Dean Baker says that people who really care about future generations should be talking about climate change not the national debt.
I couldn't agree more. But I'd go even further. The structure of the long-term deficit debate goes like this. Democrats won't agree to major cuts in projected spending on programs for the elderly unless Republicans agree to a "balanced" package that also includes tax increases. But Republicans don't want to raise taxes on the rich. The sensible compromise would be to raise taxes on the non-rich, but obviously neither party wants to put forward a tax plan that would just lead to them getting clobbered by the opposition. But a Republican who was willing to propose raising additional tax revenue through a substantial carbon tax wouldn't just get slammed by the full force of the progressive community. Of course some elements of the Democratic coalition wouldn't like that idea, but others would love it.

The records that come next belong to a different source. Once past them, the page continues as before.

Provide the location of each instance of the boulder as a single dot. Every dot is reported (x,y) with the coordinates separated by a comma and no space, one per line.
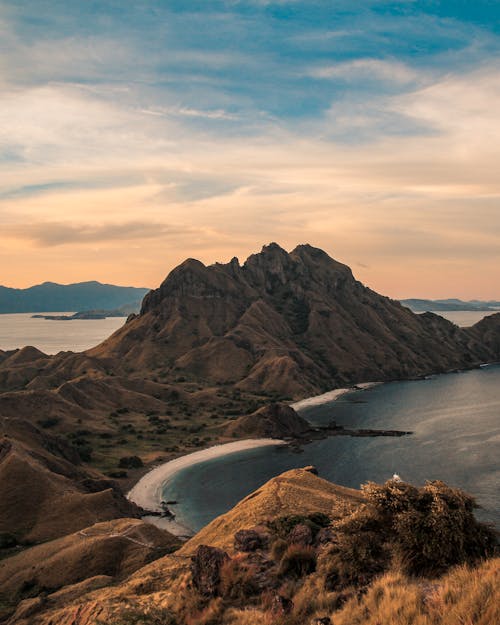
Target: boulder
(205,568)
(301,534)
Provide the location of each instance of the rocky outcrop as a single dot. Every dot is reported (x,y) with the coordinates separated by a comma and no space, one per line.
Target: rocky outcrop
(206,565)
(293,323)
(250,540)
(275,421)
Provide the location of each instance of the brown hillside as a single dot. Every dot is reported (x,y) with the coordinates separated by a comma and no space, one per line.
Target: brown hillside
(293,323)
(274,420)
(465,595)
(113,548)
(45,491)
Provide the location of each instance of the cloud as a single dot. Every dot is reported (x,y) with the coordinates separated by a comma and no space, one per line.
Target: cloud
(369,69)
(183,111)
(49,234)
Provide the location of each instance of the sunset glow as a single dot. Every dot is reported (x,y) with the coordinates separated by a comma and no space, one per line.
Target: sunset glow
(136,134)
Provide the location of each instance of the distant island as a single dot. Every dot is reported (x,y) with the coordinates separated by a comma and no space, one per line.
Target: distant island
(122,311)
(433,305)
(85,297)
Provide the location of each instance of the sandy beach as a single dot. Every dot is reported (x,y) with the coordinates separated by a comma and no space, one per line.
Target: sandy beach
(147,493)
(317,400)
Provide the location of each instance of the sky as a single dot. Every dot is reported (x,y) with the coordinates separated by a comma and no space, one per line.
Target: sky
(135,134)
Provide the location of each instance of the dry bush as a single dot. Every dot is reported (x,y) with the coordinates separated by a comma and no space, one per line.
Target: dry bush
(237,581)
(211,614)
(359,553)
(298,561)
(249,616)
(312,600)
(431,528)
(468,596)
(282,526)
(278,549)
(465,596)
(151,615)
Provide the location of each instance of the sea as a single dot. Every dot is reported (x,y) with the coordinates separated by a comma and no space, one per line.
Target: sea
(455,420)
(51,337)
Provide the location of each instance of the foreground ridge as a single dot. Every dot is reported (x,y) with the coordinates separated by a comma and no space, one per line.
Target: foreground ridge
(302,550)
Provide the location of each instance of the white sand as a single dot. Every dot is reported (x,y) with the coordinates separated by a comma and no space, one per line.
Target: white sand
(147,493)
(317,400)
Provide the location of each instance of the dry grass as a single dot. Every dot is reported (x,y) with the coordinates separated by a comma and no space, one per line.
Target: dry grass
(465,596)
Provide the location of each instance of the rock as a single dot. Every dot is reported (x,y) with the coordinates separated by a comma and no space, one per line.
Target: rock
(249,540)
(301,534)
(281,605)
(325,535)
(27,608)
(130,462)
(205,568)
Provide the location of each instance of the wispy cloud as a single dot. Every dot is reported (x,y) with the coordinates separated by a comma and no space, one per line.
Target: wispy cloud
(371,129)
(48,234)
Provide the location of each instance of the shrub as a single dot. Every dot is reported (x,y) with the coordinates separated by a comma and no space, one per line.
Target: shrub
(278,549)
(130,462)
(237,581)
(282,526)
(433,528)
(49,422)
(298,561)
(423,531)
(145,616)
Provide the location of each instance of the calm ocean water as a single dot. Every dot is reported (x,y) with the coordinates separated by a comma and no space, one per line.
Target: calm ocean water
(18,330)
(456,423)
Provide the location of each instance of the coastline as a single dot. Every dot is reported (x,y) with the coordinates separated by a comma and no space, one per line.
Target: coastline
(317,400)
(147,492)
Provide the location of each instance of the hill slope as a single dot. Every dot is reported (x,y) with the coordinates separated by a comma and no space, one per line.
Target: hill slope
(250,584)
(293,323)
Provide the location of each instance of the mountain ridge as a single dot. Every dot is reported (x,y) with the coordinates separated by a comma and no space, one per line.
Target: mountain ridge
(293,323)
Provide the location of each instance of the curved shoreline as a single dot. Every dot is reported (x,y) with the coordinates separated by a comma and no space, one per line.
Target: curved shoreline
(147,493)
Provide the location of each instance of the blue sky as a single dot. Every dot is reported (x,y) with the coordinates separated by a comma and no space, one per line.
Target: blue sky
(160,129)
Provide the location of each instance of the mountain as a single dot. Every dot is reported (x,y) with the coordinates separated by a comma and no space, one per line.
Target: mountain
(293,323)
(424,305)
(52,297)
(197,366)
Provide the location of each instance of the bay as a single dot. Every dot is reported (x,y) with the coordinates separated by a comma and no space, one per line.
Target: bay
(456,423)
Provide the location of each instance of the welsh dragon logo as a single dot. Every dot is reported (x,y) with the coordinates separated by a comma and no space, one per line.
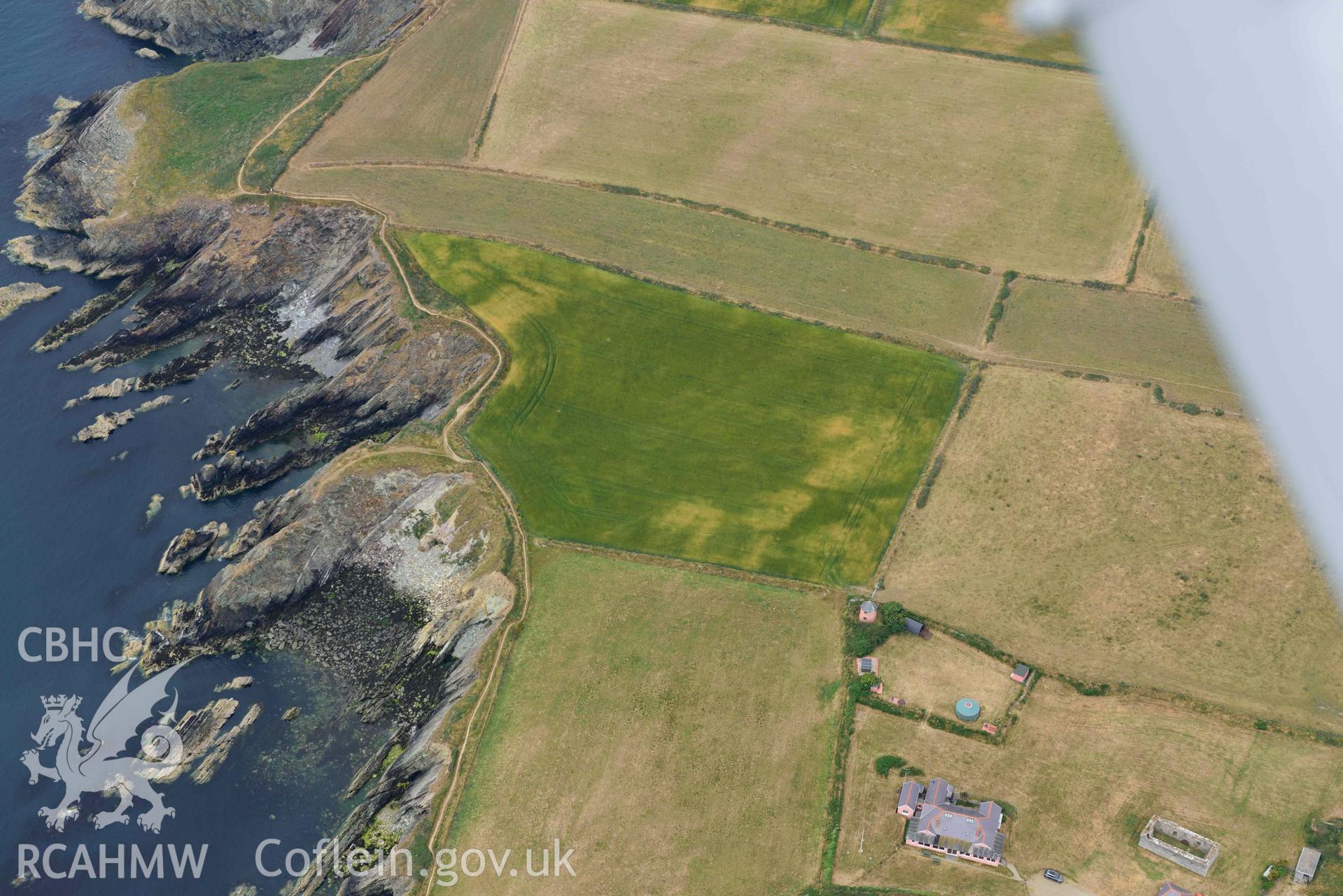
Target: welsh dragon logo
(93,761)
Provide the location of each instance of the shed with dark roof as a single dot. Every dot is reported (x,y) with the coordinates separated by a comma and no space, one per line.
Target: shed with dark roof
(1307,865)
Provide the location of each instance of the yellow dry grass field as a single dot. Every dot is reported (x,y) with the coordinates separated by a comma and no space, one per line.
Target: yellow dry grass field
(938,672)
(431,96)
(1094,533)
(1008,165)
(1085,774)
(1158,269)
(1119,333)
(745,262)
(675,729)
(983,26)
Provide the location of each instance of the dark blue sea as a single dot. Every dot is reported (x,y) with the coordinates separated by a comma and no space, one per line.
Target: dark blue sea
(77,552)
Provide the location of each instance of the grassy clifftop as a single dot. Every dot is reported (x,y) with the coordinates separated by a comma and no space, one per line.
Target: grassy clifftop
(194,128)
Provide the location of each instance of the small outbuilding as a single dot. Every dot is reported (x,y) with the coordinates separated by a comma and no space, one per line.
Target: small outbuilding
(910,797)
(1307,865)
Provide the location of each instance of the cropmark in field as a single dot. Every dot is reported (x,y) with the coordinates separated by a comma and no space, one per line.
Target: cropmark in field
(646,419)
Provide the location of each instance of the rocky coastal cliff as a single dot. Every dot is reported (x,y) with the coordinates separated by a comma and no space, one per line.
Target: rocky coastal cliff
(393,573)
(273,286)
(232,30)
(391,567)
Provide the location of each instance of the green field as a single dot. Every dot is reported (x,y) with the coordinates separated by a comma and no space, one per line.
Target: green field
(1088,530)
(1006,165)
(198,124)
(1158,269)
(269,160)
(1085,774)
(745,262)
(828,14)
(673,729)
(983,26)
(641,418)
(1119,333)
(430,98)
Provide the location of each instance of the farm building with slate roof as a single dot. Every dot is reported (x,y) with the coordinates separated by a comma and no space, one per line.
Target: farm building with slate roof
(966,832)
(1306,865)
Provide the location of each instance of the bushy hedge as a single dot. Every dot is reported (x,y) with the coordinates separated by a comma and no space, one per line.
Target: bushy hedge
(927,488)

I'm not one to go all gaga over grand bargains, but this is the grand bargain that actually makes sense—a proposal that would divide both parties' core coalitions. Fossil fuel interests wouldn't like it, but it's very favorable to the generic rich person. Populist Midwestern Democrats would hate it, but coastal liberals would like it—a plan like that wouldn't fully address the climate crisis by any means, but it would be a huge step forward.
Is this even remotely likely? No. It's a pipe dream. But pretty much any kind of grand bargain is more-or-less a pipe dream given the objective structure of incentives. As long as people are going to spend time writing about pipe dreams, this is the one that's worth talking about.